Principles of analogical reasoning have recently been applied in the context of machine learning, for example to develop new methods for classification and preference learning. In this paper, we argue that, while analogical reasoning is certainly useful for constructing new learning algorithms with high predictive accuracy, is is arguably not less interesting from an interpretability and explainability point of view. More specifically, we take the view that an analogy-based approach is a viable alternative to existing approaches in the realm of explainable AI and interpretable machine learning, and that analogy-based explanations of the predictions produced by a machine learning algorithm can complement similarity-based explanations in a meaningful way.
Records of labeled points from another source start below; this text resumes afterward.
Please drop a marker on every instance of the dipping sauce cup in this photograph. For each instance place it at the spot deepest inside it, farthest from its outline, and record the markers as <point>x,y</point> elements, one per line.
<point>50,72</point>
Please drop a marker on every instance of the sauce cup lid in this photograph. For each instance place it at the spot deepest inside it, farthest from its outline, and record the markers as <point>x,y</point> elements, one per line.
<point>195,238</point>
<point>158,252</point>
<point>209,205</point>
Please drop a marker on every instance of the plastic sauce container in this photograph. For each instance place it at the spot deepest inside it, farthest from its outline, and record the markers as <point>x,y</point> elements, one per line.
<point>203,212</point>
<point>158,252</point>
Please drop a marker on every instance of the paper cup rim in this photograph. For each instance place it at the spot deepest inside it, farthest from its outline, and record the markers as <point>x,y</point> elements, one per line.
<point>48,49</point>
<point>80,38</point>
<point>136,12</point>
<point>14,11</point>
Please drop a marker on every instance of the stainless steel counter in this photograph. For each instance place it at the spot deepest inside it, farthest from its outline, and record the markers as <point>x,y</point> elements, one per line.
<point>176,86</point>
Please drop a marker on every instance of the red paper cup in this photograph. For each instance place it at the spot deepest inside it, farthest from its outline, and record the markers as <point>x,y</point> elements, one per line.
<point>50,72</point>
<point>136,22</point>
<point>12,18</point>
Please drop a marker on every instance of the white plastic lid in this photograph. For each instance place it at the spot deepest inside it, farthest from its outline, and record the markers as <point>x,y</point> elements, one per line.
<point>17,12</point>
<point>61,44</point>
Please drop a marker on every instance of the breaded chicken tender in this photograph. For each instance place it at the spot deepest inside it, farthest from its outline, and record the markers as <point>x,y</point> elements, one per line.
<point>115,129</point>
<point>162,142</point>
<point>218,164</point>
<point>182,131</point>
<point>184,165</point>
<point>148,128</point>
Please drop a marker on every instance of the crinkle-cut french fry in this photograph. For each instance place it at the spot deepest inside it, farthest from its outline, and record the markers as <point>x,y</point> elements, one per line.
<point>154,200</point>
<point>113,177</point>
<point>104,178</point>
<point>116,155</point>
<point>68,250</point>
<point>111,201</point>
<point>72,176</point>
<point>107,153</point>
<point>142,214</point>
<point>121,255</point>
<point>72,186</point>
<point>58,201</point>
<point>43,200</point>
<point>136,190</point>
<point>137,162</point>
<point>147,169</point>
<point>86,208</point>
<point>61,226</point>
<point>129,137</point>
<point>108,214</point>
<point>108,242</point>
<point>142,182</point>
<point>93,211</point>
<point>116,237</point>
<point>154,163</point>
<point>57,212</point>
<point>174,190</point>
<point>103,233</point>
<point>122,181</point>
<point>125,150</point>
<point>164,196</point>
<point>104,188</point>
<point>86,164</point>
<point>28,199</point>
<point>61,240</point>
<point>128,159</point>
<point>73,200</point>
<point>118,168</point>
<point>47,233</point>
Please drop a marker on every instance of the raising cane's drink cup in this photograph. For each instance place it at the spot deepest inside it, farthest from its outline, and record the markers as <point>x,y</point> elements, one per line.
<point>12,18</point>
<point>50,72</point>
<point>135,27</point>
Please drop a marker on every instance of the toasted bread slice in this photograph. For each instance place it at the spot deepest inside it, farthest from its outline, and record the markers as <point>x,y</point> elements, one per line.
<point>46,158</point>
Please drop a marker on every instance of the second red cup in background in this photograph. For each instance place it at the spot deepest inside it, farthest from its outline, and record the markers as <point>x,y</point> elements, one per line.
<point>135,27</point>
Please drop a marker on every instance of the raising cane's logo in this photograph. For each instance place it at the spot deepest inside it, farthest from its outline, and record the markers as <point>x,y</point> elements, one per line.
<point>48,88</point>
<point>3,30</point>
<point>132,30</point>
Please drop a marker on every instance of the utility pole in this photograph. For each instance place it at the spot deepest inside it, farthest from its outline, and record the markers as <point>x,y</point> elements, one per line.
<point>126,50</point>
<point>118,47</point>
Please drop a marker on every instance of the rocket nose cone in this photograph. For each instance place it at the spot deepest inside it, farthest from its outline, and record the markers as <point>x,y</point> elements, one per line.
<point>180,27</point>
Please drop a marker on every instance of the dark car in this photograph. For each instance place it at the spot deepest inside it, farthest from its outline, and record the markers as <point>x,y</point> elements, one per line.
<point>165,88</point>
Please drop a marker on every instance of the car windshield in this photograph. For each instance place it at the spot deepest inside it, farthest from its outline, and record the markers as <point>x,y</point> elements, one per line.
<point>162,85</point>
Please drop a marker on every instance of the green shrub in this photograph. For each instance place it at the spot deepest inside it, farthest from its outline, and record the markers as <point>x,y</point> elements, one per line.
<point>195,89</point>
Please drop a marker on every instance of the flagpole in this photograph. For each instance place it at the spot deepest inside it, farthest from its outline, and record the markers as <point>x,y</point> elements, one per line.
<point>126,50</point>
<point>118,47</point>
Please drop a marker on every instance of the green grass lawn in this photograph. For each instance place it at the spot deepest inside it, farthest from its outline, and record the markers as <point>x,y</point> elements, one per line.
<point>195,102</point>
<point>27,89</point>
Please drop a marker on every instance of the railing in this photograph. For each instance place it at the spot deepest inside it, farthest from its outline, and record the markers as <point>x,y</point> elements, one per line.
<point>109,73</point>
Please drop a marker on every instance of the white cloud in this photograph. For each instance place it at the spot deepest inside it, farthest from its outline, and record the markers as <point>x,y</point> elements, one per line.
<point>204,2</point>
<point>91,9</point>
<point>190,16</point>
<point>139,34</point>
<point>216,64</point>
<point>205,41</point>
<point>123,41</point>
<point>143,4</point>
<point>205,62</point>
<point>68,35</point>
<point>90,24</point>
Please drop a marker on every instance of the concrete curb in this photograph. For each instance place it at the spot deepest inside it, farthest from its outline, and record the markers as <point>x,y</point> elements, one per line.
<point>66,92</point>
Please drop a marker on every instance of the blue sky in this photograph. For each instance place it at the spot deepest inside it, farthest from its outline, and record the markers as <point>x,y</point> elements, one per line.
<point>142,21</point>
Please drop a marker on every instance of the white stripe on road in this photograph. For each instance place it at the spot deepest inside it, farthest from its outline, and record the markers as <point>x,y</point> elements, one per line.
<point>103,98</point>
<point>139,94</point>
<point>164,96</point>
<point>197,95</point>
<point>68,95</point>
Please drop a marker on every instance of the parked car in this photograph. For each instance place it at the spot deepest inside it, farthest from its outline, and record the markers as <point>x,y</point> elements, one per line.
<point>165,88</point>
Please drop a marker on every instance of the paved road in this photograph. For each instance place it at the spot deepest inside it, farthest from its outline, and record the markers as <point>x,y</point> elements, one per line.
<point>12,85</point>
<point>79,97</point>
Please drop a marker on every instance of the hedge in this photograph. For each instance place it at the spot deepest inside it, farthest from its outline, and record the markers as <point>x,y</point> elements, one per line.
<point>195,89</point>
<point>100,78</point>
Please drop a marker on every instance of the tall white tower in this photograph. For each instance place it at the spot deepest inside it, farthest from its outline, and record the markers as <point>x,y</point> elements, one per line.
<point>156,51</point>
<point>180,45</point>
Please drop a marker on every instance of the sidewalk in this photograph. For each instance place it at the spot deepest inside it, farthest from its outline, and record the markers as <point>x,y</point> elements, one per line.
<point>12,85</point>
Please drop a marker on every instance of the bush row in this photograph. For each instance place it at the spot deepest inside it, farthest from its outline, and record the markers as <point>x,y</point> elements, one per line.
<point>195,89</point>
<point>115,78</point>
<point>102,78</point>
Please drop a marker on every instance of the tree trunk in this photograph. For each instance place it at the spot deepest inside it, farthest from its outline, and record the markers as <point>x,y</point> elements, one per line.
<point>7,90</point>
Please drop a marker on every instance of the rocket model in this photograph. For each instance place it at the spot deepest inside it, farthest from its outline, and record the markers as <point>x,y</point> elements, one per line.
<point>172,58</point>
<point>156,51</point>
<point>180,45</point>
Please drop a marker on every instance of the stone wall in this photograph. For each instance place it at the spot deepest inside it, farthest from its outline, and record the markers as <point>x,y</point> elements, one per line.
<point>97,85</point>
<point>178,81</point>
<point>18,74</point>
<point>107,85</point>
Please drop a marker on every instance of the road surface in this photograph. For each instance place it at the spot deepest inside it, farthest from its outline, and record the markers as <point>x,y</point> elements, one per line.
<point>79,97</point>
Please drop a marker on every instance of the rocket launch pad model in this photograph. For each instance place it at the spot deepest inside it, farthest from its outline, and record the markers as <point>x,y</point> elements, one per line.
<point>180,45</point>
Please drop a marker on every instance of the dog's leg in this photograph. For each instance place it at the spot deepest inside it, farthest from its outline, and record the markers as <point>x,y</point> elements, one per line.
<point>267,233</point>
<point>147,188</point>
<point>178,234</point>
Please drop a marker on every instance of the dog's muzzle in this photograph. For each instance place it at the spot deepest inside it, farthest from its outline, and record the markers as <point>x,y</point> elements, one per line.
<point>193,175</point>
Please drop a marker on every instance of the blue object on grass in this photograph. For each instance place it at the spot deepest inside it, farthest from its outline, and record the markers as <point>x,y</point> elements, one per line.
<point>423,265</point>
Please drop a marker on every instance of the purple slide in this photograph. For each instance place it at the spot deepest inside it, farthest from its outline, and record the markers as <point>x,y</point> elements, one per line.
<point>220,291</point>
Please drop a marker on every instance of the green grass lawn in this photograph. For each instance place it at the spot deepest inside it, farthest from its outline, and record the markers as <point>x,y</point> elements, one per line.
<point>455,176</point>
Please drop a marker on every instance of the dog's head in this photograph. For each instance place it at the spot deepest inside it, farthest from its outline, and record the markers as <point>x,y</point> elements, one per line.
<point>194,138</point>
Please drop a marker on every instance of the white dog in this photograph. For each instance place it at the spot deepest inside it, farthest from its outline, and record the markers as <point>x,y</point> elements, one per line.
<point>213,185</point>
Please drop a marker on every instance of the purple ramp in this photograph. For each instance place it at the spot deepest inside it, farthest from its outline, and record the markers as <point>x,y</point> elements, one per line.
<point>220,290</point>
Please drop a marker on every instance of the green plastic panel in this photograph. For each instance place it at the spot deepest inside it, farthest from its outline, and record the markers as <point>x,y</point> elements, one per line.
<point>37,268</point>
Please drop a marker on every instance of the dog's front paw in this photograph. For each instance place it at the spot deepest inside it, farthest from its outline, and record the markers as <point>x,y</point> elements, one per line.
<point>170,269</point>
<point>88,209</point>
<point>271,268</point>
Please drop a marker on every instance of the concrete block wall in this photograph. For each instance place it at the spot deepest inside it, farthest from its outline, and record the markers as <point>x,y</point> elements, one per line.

Towards Analogy-Based Explanations in Machine Learning | Eyke Hüllermeier
Emergence & Reductionism
- Guess movie title by providing icons or emojis
- Chain of Thought: AI can generate text that follows a logical and coherent sequence of ideas, building on previous statements to form a chain of thought.
- Performing arithmetic: AI can perform basic arithmetic operations such as addition, subtraction, multiplication, and division, and can also solve more complex mathematical problems.
- Answering questions: AI can answer questions on a wide range of topics, drawing on its knowledge base to provide accurate and relevant responses.
- Summarizing passages: AI can summarize long texts, condensing the most important information into a shorter, more easily digestible form.
- Reasoning: AI can reason and make logical deductions, using its knowledge of the world and its ability to understand language to draw conclusions.
- Translating between languages: AI can translate between different languages, allowing people who speak different languages to communicate more easily.
- Generating creative content: AI can generate creative content such as poems, stories, and music, using its understanding of language and its ability to generate text that is stylistically and thematically coherent.
- Generating code: AI can generate code for different programming languages, using its understanding of programming concepts and its ability to generate syntactically correct code.
- Generating dialogue: AI can generate text that simulates a conversation between two or more people, responding to prompts in a natural and engaging way.
- Predicting the next word in a sentence: AI can predict the most likely next word in a sentence, based on its understanding of language and its analysis of the context.
- Generating text in a specific style or tone: AI can generate text that is tailored to a specific style or tone, such as formal or informal, academic or conversational.
- Generating text based on a given prompt: AI can generate text in response to a given prompt, using its knowledge of language and its ability to generate text that is relevant and informative.
- Generating text that is informative and accurate: AI can generate text that is informative and accurate, drawing on its knowledge base to provide detailed and accurate information on a wide range of topics.
- Generating text that is engaging and interesting: AI can generate text that is engaging and interesting, using its ability to generate text that is coherent and compelling.
- Generating text that is persuasive or argumentative: AI can generate text that is persuasive or argumentative, using its ability to construct arguments and present them in a convincing way.
- Generating text that is humorous or entertaining: AI can generate text that is humorous or entertaining, using its understanding of language and its ability to generate text that is witty and engaging.